Statistical analysis requires special care be taken to avoid inferring signals when in fact there is only noise. The well-attested to psychological phenomenon of apophenia, which results seeing patterns in unconnected things, is a consequence of human cognition being strongly inclined towards making causal inferences. We can infer from this that it is generally safer to assume that the noise we heard in the bush was an approaching predator rather than the wind, despite the latter being the more likely cause. When trying to understand the significance of deviations from an expected observation, such as a bell curve, regression to the mean or, in this case, Zipf's law, it is usually advisable to counteract that tendency to see meaning with a sceptical assumption that the violation of the status is due to noise, absent evidence to the contrary.
Dealing with a work of art, though, presents an entirely different scenario. In this case we not only presented with the fact of a pouncing lion, but also with a carefully curated symbolic representation of signals of that attack. In this case we have a musical score for Syrinx prepared (for the most part) by Claude Debussy with the deliberate intent to produce a certain effect. While we should still be cautious in not using this fact to support claims that some note "means" something knowable, we can be at least be reasonably certain that Debussy meant to write that note and not some other.
This inversion of the usual logic of causal inference allows to investigate whether, and to what extent, signals produced by a statistical lens such as Zipfian distribution reflect interpretative inferences made independently of that tool. Additionally, because the score to Syrinx is a complete representation as a score, we can ask which expected interpretative consequences are reflected by the Zipfian device.
In this way, we can use the artwork (Debussy's Syrinx), to study and explore the behavior of a statistical phenomenon (Zipf's law) when presented with well defined, intentionally produced signals. This does not mean to say that just because we saw some signal in Syrinx, that we can deduce the same cause to be present, just as lion attacks typically occur after a rustle in the bushes does not mean that every rustle in the bushes is followed by a lion attack. But since a rustling in the bushes is much more frequent than lion attacks, it may be more helpful to observe that attacks are frequently preceded by rustlings, than to observe that rustlings are rarely followed by attacks.

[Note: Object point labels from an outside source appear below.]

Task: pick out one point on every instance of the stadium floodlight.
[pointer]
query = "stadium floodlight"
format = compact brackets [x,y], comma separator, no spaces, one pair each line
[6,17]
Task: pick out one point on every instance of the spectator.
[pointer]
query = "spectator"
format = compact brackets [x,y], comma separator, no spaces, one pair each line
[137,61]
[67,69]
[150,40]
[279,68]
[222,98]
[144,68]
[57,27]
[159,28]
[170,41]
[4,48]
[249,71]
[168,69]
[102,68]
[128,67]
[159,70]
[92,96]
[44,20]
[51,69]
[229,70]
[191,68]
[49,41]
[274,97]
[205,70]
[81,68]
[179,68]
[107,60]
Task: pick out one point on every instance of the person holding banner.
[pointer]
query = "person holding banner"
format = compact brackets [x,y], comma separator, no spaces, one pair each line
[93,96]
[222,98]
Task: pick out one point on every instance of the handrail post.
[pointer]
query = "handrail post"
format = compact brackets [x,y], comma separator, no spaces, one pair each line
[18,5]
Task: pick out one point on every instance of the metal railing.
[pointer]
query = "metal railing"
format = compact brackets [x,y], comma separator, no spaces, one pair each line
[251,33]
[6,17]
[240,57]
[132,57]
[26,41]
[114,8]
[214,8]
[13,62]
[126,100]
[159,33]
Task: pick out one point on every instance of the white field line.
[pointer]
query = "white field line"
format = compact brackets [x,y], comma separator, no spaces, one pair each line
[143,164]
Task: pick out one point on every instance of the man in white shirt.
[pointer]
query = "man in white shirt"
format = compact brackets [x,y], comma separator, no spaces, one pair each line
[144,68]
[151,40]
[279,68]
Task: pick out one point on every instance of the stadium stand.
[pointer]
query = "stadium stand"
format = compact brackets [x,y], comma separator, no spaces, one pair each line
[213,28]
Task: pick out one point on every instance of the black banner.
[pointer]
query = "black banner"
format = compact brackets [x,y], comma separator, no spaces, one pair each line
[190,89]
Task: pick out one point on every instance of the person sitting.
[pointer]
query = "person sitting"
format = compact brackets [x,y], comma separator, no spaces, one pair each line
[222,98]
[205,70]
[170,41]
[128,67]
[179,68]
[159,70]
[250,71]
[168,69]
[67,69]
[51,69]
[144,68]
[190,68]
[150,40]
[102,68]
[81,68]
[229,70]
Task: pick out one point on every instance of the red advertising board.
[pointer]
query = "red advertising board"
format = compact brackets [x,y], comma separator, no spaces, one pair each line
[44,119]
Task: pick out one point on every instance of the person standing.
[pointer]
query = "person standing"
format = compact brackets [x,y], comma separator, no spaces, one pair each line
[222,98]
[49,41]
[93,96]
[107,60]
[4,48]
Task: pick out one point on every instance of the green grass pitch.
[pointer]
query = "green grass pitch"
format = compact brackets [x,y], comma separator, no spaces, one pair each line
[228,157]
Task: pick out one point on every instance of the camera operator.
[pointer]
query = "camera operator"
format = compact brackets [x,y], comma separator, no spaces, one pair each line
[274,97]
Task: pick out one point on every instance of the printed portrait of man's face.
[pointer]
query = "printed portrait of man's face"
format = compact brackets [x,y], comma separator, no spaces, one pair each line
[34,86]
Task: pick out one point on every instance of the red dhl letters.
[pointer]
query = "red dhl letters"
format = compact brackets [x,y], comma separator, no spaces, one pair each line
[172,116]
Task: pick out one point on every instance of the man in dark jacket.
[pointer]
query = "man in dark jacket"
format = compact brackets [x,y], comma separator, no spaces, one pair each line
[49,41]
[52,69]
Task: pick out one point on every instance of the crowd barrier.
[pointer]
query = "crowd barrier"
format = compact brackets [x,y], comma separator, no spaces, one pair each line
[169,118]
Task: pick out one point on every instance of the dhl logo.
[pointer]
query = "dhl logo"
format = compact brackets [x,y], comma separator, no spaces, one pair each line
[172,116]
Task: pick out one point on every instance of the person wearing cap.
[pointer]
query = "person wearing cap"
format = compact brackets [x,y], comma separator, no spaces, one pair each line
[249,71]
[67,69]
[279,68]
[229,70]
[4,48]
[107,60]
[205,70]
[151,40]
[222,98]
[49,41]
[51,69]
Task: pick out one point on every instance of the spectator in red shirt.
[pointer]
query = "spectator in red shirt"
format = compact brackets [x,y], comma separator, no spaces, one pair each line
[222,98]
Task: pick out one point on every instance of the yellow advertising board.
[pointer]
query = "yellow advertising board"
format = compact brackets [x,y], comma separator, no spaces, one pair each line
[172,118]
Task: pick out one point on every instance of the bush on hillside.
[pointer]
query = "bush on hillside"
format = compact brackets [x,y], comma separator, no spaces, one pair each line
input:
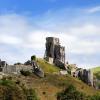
[95,97]
[33,57]
[71,93]
[25,73]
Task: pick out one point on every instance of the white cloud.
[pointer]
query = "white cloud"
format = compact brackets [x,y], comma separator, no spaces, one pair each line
[29,38]
[94,9]
[7,39]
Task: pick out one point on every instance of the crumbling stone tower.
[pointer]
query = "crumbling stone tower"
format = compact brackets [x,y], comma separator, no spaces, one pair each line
[55,53]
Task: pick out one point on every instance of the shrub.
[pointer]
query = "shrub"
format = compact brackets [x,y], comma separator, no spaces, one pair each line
[25,73]
[95,97]
[33,57]
[71,93]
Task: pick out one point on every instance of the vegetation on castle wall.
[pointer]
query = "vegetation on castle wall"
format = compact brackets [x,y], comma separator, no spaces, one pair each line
[71,93]
[25,73]
[10,90]
[33,57]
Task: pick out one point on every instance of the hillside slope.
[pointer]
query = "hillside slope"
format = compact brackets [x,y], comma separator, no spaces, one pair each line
[96,72]
[48,87]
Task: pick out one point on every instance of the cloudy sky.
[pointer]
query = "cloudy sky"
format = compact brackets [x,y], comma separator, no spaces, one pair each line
[24,25]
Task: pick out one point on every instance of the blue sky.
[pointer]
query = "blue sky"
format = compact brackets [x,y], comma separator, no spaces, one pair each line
[24,25]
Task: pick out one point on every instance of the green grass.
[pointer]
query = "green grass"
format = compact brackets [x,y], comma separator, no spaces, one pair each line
[96,72]
[47,68]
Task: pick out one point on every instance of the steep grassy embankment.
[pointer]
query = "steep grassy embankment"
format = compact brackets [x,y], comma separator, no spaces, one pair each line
[47,87]
[96,72]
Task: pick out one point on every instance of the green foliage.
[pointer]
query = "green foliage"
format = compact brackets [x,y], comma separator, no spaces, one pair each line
[95,97]
[48,68]
[33,57]
[71,93]
[25,73]
[31,95]
[6,82]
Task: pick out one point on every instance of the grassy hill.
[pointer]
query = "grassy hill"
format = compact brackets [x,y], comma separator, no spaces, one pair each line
[96,72]
[46,88]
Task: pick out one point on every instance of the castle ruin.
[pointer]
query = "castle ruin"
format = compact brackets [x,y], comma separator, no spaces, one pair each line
[55,53]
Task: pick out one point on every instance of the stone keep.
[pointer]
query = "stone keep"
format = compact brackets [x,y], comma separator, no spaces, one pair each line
[55,53]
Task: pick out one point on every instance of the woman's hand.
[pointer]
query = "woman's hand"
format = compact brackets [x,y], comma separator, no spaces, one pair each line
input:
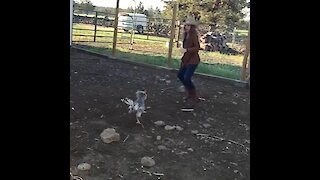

In the more general sense, then, this paper explores how we can use art to make sense of the very tools with which understand the world in a way that is complementary and supportive of the usual methods of science, where causal inference is the goal rather than the starting point.
Background in music analysis. Music analysis often relies on pre-formed concepts such as “binary form”, key centers, or rhythmic tropes to provide templates for comparison between works. To the extent that such tools are based primarily on semantic level considerations, they can present obstacles to translation between different 4E domains of embodied, embedded, extended, and enactive cognition. Power law analysis, representing a context neutral information theoretic approach which is amenable to task specific weighting, can help bridge the gap.
Background in applied mathematics. In this paper we investigate how deviations from the near universal phenomenon of logarithmic perception correspond to psychologically tractable interpretations of a musical score. We show that variations in the slope of a straight-line log-log regression and its residuals, together with variation in structural features produced by varying counting methods and levels of analysis correspond to academic and expert assessments in various ways. We then show how wavelet analysis can be used to smooth over level of analysis problems.
Aims. We seek to explore how violations of simple power law descriptions (Zipf’s law) relate to structural features of Claude Debussy’s Syrinx for solo flute as in the form of a variety of analyses and performances.
Main contribution. Power laws are an important implicit feature of musical notation through such characteristics such as octave equivalence and beat hierarchies, but are rarely explicitly employed as higher-level analytical tools directly, despite the fact that the scale-invariance property and empirical observation suggests that they can be useful at that level too. The simple historical reason is that generating such descriptions, while conceptually straightforward, is quite computationally intensive. Now that computation is readily available it has become possible to extend power law descriptions into these higher levels of analysis with relative ease. Our contribution is to explore some general techniques that can be expanded upon and refined as a broader research program with substantial interdisciplinary implications for the study of perception and cognition generally, since these phenomena obey similar laws.
Implications. The present study is correlational in nature, so the direct implications are limited for either music analysis, which provides the interpretive data, or power law representations, which follows well-established practices. However, having established that a set of relatively approachable mathematical operations can readily account for key music-theoretical structural features, the door is opened to a systematic application of the principles involved. This provides an opportunity to state music theories in ways that are precise, falsifiable and directly relatable to modes of description employed in other sciences. Furthermore, because these procedures have broad relevance to many domains outside of music theory, it allows for insights gained from studying musical structure to be applied directly to other, ostensibly unrelated problems.